Dabei erlebt die rumänische Hauptstadt doch gerade einen Aufschwung, der sich nicht zuletzt in teuren Autos im Straßenbild und zahlreichen Baustellen äußert. Die Kunstszene profitiert vom gestiegenen Wohlstand. Rund 50 ernstzunehmende Galerien gibt es mittlerweile im Lande, die zwei Dutzend wichtigsten nehmen an der Messe teil, dazu einige auswärtige mit rumänischen Positionen.

Besonders spannend ist die Premiere der kleinen Sektion „Platform“ mit sechs Galerien, die im Schnitt erst seit zwei Jahren existieren. Sie vertreten ganz junge Positionen in Solo- und Duo-Präsentation von Künstlern, die zumeist in ihren Zwanzigern sind. Mit Lutnița aus Chișinău ist sogar die einzige zeitgenössische Galerie Moldawiens dabei, gegründet 2022 mit Unterstützung der Plan B Foundation. Himera aus Temeschwar setzt die sehr feinen Steinreliefs von Taisia Corbuț (Jahrgang 1997) in Dialog mit den surrealistisch inspirierten Bildern von Mihaela Coandă (1999), die direkt auf die ungrundierten, unterschiedlich strukturierten Leinwände gemalt sind.
So jung die Künstlerinnen, so erfrischend sind die Preise ihrer Arbeiten. Die Reliefs kosten zwischen 1000 und 2000 Euro (netto), die Gemälde starten schon bei 700 Euro.
Eine Ausnahme in dieser Sektion bildet das Atelier 35, das seit seiner Gründung 1970 durch die Union der Plastischen Künstler alle paar Jahre an die nächste Generation weitergegeben wird. Die meisten der heute international bekannten rumänischen Künstler hatten hier ihre erste Einzelausstellung, inklusive Adrian Ghenie.
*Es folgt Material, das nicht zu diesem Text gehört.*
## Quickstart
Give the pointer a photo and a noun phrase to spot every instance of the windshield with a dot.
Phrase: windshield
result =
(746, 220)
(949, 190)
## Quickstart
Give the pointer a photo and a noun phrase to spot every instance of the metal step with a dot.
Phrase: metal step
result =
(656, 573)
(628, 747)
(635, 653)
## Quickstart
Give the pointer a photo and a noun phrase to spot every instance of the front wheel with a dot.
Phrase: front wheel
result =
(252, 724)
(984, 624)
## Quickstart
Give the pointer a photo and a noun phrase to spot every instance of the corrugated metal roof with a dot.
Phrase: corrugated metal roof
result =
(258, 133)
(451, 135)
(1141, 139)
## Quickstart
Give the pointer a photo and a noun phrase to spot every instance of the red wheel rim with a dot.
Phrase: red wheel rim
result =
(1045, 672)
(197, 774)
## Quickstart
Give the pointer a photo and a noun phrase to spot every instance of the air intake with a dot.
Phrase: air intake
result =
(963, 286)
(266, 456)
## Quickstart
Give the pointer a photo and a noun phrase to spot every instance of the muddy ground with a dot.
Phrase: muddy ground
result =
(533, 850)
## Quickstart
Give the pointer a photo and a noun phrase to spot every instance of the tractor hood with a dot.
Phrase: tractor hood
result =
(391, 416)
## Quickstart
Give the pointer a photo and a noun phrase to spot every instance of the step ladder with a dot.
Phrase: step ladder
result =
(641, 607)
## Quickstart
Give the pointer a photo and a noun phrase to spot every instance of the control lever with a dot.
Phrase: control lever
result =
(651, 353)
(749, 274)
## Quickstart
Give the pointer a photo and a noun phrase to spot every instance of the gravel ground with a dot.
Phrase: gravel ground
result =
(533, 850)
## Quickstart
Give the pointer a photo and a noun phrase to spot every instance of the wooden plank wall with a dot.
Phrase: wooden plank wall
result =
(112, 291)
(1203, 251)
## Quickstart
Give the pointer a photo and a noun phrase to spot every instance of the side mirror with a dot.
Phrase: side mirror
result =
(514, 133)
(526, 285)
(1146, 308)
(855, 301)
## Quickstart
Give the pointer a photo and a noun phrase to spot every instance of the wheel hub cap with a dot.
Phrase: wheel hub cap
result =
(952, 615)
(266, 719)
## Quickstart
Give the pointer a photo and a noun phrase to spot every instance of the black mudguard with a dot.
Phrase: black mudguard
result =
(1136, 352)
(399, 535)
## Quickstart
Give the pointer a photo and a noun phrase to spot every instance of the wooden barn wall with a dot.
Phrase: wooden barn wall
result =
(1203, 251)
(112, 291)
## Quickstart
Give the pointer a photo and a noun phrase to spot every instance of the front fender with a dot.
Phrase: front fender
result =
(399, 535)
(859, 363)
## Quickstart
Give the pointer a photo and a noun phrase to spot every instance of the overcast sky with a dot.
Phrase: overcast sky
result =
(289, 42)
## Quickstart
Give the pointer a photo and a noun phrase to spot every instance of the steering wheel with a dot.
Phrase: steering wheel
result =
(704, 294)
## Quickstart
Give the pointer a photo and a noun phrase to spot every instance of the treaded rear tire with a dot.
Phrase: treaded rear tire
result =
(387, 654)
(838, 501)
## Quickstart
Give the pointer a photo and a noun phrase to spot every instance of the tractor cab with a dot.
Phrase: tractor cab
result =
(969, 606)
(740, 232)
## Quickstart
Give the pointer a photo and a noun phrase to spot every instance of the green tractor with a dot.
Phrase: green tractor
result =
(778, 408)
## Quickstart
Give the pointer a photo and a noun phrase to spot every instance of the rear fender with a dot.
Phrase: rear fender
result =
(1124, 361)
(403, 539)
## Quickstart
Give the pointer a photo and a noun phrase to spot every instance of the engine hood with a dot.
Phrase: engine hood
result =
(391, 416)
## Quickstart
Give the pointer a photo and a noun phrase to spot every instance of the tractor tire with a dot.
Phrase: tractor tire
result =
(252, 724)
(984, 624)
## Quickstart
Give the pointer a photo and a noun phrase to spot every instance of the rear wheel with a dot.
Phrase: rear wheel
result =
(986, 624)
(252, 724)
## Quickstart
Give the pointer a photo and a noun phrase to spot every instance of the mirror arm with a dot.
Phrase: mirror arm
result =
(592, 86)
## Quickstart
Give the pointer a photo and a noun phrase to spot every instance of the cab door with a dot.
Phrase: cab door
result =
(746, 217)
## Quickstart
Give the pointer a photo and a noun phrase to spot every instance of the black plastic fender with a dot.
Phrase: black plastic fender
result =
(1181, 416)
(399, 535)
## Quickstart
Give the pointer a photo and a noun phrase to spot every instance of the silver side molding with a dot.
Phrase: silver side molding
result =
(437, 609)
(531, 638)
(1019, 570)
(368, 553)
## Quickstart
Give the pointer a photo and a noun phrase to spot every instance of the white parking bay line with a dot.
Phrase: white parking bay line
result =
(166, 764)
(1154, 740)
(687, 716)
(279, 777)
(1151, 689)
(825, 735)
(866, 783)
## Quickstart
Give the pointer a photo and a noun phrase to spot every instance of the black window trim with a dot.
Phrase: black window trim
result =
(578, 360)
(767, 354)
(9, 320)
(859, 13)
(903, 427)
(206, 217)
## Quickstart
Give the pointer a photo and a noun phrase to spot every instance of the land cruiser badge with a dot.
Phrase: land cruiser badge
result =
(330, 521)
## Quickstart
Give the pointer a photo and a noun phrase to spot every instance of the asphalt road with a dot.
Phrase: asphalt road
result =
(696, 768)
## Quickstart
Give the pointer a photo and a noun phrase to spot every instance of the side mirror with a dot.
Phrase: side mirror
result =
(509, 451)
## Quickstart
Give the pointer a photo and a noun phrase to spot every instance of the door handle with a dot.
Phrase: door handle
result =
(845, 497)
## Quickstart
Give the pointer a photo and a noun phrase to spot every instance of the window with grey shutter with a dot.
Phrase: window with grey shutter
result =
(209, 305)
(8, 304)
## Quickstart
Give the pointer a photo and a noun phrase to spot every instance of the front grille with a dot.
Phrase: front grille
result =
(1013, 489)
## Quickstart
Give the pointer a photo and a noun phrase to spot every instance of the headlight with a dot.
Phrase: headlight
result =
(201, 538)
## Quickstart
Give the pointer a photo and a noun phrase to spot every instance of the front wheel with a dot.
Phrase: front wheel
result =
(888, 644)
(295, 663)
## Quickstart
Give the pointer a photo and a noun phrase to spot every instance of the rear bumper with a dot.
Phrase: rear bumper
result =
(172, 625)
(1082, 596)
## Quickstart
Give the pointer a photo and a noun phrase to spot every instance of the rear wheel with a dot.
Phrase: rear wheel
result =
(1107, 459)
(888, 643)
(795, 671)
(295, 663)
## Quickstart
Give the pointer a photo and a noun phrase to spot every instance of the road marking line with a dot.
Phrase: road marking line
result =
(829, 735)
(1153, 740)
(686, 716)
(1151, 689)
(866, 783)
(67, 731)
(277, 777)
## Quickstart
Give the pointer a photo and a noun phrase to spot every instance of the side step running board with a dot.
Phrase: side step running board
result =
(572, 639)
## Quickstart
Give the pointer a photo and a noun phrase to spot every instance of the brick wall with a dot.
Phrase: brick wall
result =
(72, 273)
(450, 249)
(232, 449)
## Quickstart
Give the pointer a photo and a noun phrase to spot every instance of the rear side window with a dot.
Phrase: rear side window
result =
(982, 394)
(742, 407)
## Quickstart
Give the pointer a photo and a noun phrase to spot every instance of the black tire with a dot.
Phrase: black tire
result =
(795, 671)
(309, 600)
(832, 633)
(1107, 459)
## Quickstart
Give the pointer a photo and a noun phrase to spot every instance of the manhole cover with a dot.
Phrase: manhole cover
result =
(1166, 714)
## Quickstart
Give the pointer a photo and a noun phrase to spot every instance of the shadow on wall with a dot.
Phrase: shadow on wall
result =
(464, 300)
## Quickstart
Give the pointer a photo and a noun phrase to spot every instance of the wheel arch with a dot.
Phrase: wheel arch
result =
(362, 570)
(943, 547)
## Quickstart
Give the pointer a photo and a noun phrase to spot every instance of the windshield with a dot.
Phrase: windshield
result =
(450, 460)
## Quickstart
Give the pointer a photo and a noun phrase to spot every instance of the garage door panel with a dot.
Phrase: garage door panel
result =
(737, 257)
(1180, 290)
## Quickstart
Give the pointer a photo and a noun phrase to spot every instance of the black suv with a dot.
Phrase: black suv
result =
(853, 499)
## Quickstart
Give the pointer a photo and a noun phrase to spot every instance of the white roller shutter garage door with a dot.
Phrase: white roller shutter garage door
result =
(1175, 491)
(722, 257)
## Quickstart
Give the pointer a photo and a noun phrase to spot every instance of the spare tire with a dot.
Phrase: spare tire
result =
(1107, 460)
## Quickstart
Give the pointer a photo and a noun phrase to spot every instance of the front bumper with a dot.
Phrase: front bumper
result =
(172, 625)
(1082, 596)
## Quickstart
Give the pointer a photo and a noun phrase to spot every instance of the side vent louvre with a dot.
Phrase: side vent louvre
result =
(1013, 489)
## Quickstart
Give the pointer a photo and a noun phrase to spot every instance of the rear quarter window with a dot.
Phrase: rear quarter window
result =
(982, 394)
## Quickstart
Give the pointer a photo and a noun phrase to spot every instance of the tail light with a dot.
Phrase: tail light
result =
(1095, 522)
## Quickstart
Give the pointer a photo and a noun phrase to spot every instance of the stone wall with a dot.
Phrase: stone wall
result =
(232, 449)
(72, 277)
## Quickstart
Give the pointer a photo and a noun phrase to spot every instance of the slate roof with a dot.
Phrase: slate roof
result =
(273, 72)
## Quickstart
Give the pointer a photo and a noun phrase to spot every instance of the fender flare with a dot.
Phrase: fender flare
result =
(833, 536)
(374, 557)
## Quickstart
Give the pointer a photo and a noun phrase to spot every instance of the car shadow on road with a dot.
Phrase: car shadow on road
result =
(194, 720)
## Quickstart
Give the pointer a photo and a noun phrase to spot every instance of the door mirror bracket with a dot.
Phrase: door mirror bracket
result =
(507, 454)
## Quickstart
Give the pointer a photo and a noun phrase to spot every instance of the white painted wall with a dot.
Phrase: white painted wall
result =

Der ist übrigens nicht auf der Messe vertreten.
Zarte Holzskulpturen des 1991 geborenen Mihail Şarpe (2000 bis 5000 Euro) mit Gemälden und Zeichnungen von Nationalheld Paul Neagu (gest. 2004), die bis zu 70.000 Euro kosten, kombiniert die Ivan Gallery aus Bukarest. Preislich ist die teure Arbeit ein Ausreißer. Lokale Sammler kaufen in der Regel bis in den höheren vierstelligen und ausnahmsweise niedrigen fünfstelligen Bereich.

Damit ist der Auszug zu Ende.